西川温泉西川集会所の外観 中に入って初めて「温泉浴場」の文字

 一般民家のような建物で、外側には本当に「西川集会所」としか書かれていない。
 恐る恐る玄関を開け、靴を脱ぐ。
 本当に中もただの民家のようだが、入って直ぐ目に付くところに「受付 料金500円」と更に手書きで「温泉浴場↑」と書かれていた。

 左手の襖が開いていて、中からテレビの音がする。
 「失礼しまーす」
 中でお茶菓子を摘みながらテレビを見ていたのは二人のおばちゃんだった。
 「温泉に入らせていただきたいのですが」
 「ああ、どうぞどうぞ」
 「ええと・・・」
 「ここは初めて? そこの廊下を真っ直ぐ行くとお風呂だから。女湯は奥ね。ゆっくり入っていってよ」

女湯・・・男湯も源泉蛇口が左右対称の他は同じ 床にざぶざぶ掛け流されているようすが判ると思う

 ドキドキしながら誰もいない浴室のドアを開けると、もう嬉しくなるくらいざあざあざぶざぶとお湯が出ている。
 ニ、三人入れるかどうかという四角い木の浴槽には全開になった源泉蛇口からこれでもかという勢いでお湯が出ている。
 狭い洗い場にある蛇口もまた全開になっていて、そこからも置かれた洗面器に向かって勢いよくお湯が出ていた。すくってみたらそれも源泉だった。
 そしてその二ヶ所から出るお湯は排水も間に合わず、洗い場の床はおよそ5センチほど、常に温泉の洪水状態だった。
 ・・・脱衣所に「お尻をよく洗ってから入りましょう」といった張り紙があったが、うん、ただ洗い場に座っているだけで十分お尻は綺麗になると思う。
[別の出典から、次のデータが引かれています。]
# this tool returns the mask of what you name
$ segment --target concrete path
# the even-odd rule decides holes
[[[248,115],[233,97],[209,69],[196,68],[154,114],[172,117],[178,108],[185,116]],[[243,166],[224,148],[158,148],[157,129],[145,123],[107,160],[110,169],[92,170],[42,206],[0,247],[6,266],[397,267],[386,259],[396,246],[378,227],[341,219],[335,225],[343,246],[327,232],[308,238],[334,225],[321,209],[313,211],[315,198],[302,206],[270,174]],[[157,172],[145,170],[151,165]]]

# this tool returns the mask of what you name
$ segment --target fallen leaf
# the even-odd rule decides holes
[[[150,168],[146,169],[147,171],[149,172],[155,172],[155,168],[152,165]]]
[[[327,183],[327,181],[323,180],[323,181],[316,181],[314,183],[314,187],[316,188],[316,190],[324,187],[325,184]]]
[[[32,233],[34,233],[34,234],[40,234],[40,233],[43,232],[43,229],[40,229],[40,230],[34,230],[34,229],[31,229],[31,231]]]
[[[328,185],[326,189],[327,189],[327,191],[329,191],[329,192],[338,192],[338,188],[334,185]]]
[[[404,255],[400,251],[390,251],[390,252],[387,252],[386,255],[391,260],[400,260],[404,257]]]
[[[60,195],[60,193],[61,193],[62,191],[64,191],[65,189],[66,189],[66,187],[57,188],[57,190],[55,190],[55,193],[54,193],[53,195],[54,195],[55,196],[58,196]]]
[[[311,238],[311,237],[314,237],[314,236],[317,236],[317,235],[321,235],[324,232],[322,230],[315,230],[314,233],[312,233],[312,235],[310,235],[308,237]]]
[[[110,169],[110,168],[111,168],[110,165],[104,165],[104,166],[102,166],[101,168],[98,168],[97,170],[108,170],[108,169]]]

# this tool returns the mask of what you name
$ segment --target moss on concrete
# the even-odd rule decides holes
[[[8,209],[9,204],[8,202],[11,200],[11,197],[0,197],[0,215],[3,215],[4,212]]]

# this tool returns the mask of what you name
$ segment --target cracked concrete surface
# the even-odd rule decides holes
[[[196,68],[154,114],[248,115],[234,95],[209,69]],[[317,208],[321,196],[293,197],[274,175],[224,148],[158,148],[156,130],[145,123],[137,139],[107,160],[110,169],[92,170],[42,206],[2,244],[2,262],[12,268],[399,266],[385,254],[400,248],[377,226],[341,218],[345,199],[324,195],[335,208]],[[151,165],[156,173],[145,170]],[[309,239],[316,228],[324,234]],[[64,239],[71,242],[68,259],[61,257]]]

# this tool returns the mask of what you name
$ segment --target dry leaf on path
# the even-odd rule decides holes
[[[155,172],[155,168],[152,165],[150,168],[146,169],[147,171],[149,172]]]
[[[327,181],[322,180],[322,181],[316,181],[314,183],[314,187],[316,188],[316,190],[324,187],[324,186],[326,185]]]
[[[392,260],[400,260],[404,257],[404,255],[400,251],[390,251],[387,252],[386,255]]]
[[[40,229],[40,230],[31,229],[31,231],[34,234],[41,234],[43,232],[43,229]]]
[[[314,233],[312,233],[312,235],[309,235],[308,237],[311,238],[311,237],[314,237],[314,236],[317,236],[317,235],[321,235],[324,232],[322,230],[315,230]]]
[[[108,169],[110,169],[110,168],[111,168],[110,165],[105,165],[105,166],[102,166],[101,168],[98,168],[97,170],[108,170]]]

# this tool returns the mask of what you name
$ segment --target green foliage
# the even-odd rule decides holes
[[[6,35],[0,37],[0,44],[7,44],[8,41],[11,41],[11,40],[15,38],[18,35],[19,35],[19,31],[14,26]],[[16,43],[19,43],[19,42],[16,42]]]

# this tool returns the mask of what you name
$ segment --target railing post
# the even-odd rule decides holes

 先ほどの川治の湯と違い、こちらはゆで卵の臭いがする。お湯からはさほど感じないが、肌には鉄臭も残るような感じ。
 色は無色透明。すっきりと綺麗なお湯。
 ごく柔らかい肌触りで、ぬれたまま腕をこするとオイリーなぬるぬるすべすべ感を感じる。
 窓を開ければ目に鮮やかな新緑。
 こんなに良い場所がまもなくダムに沈むなんて・・・もったいなさすぎる。

力強い源泉 こちらからも常に勢いよく溢れている

 湯上がり、「なんだよう、旦那さんもお子さんもいるならみんな連れておいでよう、子供料金は取らないんだからさ、家族みんなで入っていきなよ」と受け付けてくれたおばちゃんたちが口々に言ってくれた。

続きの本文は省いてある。